Virgil Sălișcan

Personal information
- Nationality: Romania
- Born: 26 May 1984 (age 42) Ploiești, Romania
- Height: 1.85 m (6 ft 1 in)
- Weight: 75 kg (165 lb)

Fencing career
- Sport: Fencing
- Weapon: Foil
- Hand: Left-handed
- Club: CSA Steaua București
- Head coach: Romică Molea
- Retired: 2013
- FIE ranking: ranking

= Virgil Sălișcan =

Romanian fencer (born 1984)

Virgil Sălișcan (born 26 May 1984 in Ploiești) is a Romanian foil fencer.

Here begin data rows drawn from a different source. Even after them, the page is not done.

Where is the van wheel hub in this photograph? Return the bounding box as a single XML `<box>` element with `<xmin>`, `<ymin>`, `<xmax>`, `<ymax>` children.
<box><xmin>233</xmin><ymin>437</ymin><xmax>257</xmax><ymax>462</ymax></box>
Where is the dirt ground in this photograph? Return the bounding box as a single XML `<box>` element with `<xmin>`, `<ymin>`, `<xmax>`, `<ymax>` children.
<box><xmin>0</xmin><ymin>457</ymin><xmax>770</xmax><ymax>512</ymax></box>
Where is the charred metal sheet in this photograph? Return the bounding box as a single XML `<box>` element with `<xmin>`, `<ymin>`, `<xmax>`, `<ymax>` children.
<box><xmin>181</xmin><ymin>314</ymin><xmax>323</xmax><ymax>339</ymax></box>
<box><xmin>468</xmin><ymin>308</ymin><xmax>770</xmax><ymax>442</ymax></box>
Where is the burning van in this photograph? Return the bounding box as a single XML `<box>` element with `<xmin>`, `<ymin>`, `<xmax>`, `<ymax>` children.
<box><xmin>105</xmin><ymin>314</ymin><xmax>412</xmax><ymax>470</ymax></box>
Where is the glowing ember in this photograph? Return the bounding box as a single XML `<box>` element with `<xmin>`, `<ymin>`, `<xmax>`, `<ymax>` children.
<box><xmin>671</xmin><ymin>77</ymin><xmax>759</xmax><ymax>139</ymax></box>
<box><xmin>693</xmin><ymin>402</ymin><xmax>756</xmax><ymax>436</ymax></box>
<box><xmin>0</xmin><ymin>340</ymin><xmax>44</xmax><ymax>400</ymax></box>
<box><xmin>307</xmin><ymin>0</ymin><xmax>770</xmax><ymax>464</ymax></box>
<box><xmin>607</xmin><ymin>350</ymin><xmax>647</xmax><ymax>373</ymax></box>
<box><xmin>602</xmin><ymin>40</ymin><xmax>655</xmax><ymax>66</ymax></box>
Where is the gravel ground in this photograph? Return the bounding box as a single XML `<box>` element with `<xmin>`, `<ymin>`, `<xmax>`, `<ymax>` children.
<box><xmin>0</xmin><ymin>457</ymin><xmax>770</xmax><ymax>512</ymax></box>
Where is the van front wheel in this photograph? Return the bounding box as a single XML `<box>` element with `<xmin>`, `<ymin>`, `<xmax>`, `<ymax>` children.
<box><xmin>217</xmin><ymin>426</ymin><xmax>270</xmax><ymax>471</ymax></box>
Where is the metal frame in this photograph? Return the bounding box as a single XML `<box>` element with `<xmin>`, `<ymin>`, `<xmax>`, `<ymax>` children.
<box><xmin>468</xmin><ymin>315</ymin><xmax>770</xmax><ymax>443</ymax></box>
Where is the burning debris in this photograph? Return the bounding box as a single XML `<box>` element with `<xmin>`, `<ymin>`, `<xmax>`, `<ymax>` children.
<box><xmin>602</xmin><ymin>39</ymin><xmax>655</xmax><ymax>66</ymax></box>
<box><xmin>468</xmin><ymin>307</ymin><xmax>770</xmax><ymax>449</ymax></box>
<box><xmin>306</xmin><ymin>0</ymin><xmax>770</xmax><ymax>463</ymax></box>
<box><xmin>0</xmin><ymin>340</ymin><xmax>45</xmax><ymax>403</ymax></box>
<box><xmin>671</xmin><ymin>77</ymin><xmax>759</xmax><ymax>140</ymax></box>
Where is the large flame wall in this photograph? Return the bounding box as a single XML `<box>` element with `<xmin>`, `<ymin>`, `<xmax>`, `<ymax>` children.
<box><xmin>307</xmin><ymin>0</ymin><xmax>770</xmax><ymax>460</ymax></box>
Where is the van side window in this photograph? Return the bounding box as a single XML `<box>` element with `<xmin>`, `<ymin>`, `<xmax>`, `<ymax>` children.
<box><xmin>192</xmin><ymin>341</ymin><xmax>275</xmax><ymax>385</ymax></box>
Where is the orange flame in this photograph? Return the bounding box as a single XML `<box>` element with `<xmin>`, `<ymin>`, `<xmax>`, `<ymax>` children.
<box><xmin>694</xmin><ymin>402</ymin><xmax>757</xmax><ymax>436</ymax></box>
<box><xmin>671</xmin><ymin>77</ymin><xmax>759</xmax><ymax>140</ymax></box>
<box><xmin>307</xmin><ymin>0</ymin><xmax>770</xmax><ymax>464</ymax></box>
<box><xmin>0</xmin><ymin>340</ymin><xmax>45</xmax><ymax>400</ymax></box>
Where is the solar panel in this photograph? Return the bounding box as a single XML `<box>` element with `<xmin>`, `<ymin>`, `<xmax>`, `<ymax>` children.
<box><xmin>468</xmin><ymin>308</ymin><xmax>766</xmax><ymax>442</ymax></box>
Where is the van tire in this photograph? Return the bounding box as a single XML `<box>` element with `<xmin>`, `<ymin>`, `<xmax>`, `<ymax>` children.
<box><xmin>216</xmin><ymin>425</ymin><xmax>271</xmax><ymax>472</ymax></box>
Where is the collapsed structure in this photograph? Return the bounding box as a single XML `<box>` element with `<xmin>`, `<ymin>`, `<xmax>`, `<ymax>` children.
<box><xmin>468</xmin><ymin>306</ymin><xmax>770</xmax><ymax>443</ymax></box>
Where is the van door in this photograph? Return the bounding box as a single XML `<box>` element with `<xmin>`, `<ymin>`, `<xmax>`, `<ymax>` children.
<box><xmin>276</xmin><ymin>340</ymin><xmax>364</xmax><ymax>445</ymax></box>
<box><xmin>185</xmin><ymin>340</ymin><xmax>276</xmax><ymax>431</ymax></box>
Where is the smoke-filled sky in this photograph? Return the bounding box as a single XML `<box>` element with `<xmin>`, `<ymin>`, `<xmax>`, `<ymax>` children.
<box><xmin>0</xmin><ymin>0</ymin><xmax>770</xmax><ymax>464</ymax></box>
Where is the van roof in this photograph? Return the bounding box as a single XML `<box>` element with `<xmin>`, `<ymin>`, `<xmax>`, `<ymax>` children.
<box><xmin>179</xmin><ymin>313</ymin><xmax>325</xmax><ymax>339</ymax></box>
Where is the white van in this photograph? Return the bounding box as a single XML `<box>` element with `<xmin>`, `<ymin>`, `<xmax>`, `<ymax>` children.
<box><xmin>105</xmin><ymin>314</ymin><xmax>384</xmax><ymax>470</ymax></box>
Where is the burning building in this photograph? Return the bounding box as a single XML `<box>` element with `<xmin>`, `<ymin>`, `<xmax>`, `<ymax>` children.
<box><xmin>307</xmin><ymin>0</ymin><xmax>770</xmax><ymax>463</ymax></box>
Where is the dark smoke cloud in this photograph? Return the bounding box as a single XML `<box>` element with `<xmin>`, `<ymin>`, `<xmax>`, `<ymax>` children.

Saliscan is a member of CSA Steaua in Bucharest and is coached by Molea Romica. He earned a bronze medal at the 2002 Junior European Championships in Conegliano and reached a quarter-final at the 2003 Junior World Championships in Trapani. That same season, he began fencing in the senior category. He qualified for the 2008 Summer Olympics in Beijing by earning a bronze medal in the qualifying tournament in Lisbon. where he competed in the individual foil event. He lost the first preliminary match to Great Britain's Richard Kruse, with a score of 6–15.

Sălișcan retired from competition after the 2012–13 season and became a coach at CSA Steaua.